In January 2007, after more than four years of incarceration, charges against the Plaintiff were dropped without her case ever being brought to trial.
Civil Lawsuit & Claims
Represented by The Perecman Firm, the Plaintiff filed a civil lawsuit against the police officers involved in the investigation of her case, The City of New York, and the New York City Police Department. The suit raised several allegations, including false arrest and malicious prosecution. It sought compensatory damages for Ms. Torres’ four years of wrongful incarceration.
The Plaintiff claimed that her confession was coerced and that detectives repeatedly urged her to confess in a series of interrogations conducted over a two-week span by providing her with a false motive (jealousy) and telling her to claim she was acting in self-defense. An expert witness produced by The Perecman Firm opined that police officers did not have sufficient evidence to attempt to obtain a confession and that the confession was obtained using methods that often produce false confessions.
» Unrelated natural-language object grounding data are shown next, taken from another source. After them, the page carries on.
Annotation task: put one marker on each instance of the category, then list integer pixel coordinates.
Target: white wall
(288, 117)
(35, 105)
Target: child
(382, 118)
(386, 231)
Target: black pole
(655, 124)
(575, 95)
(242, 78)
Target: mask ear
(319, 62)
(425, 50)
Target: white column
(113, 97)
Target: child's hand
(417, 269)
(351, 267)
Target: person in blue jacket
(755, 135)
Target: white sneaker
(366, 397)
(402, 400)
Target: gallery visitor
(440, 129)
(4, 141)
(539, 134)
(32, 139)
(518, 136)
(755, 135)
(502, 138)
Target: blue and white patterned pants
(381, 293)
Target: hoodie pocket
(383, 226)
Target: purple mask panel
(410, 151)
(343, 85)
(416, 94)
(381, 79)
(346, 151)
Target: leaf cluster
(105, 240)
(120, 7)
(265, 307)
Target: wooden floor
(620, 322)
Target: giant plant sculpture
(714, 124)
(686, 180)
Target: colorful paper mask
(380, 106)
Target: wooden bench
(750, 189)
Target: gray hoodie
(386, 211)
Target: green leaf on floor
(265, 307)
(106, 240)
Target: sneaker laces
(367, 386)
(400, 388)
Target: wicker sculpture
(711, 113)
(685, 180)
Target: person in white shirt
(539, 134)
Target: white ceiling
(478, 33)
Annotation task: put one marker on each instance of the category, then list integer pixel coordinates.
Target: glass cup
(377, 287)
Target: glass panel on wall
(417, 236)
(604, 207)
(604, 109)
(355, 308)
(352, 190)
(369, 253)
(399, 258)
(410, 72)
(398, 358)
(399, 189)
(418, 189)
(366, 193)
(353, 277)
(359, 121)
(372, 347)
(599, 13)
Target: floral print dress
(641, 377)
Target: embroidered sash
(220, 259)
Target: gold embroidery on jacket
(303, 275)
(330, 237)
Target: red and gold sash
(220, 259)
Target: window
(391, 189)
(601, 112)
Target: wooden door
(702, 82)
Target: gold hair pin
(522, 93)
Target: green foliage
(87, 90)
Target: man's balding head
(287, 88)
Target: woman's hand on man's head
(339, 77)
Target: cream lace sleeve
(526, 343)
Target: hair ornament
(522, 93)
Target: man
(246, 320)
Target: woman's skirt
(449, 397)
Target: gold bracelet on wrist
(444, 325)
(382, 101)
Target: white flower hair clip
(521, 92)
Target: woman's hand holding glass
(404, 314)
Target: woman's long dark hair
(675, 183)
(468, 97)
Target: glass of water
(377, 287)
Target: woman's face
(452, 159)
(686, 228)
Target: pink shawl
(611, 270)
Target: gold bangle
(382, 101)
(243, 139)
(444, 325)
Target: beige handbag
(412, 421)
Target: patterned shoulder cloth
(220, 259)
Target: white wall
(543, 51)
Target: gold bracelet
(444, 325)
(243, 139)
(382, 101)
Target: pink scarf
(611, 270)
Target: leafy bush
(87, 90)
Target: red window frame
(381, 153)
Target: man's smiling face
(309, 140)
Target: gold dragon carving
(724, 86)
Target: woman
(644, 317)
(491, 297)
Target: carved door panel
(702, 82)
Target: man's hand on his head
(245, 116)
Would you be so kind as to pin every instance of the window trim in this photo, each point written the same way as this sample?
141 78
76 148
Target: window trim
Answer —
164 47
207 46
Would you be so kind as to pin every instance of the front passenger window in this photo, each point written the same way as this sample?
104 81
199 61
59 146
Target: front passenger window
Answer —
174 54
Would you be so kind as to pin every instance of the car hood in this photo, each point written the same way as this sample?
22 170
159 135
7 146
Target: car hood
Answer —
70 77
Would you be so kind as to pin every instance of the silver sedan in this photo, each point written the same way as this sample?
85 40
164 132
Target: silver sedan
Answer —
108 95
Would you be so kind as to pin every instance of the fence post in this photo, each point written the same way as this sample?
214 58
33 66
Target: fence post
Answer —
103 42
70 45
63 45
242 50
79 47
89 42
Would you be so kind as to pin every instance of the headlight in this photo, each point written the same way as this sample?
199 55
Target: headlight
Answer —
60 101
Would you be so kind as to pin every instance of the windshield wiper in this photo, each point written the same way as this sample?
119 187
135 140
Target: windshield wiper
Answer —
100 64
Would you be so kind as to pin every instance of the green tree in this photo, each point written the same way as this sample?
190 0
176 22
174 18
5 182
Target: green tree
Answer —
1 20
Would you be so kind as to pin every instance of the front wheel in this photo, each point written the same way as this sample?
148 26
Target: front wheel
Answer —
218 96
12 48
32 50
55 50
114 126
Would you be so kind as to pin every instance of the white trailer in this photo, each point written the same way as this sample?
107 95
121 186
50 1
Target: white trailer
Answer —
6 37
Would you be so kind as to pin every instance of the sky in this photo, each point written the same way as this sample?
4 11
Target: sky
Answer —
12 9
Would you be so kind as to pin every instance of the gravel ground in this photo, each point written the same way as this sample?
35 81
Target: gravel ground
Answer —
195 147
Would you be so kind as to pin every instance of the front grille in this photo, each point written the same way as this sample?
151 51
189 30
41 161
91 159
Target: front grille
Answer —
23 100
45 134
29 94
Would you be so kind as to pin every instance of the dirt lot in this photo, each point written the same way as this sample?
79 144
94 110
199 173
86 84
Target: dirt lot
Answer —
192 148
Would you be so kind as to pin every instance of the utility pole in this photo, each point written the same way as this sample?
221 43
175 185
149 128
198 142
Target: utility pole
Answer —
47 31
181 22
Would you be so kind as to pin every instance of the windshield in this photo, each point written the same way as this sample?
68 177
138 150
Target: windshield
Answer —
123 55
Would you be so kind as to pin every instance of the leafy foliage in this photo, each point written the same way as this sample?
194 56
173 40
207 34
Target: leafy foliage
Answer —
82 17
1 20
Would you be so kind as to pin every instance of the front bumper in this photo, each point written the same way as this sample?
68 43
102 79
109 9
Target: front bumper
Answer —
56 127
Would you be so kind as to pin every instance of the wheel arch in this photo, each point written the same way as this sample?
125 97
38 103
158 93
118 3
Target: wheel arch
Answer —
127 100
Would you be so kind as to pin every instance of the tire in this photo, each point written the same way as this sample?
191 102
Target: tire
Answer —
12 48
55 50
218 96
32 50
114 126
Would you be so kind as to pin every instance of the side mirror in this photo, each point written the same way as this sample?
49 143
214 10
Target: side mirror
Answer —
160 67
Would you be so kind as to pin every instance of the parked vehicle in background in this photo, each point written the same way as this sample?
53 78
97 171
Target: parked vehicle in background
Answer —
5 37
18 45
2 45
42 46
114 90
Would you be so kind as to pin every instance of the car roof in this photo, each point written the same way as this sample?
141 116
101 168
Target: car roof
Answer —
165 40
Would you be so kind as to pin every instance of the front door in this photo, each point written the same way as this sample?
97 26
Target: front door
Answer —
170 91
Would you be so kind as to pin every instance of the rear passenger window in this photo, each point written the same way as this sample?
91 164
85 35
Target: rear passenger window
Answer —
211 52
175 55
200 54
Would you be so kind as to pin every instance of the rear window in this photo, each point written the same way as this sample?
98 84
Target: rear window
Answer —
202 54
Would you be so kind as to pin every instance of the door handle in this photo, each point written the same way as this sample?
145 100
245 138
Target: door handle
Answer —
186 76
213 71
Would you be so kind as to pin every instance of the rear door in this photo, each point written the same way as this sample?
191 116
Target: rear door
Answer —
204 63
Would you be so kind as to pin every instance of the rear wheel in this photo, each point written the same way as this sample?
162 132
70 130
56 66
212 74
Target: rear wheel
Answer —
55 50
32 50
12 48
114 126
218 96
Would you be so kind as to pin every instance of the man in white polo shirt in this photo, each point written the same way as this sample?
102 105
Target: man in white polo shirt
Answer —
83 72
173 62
Additionally, Perecman attorneys alleged that investigating officers disregarded DNA evidence received in 2003 and 2004 that indicated blood recovered from the murder scene belonged to the victim and two unidentified men and that the Plaintiff’s DNA did not match DNA recovered from the scene.
The defense argued that the confession was obtained voluntarily and that the district attorney’s office did not disclose the DNA evidence to investigating officers.
After the case was initially dismissed by the lower courts, Attorneys David Perecman, Zach Perecman, and Peter Rigelhaupt were ultimately successful in bringing the case all the way to New York’s highest court, the Court of Appeals, to reinstate the case in an approximately 40-page decision. Thereafter, they negotiated a pretrial settlement in which the City of New York, on behalf of all defendants, agreed to pay $4 million.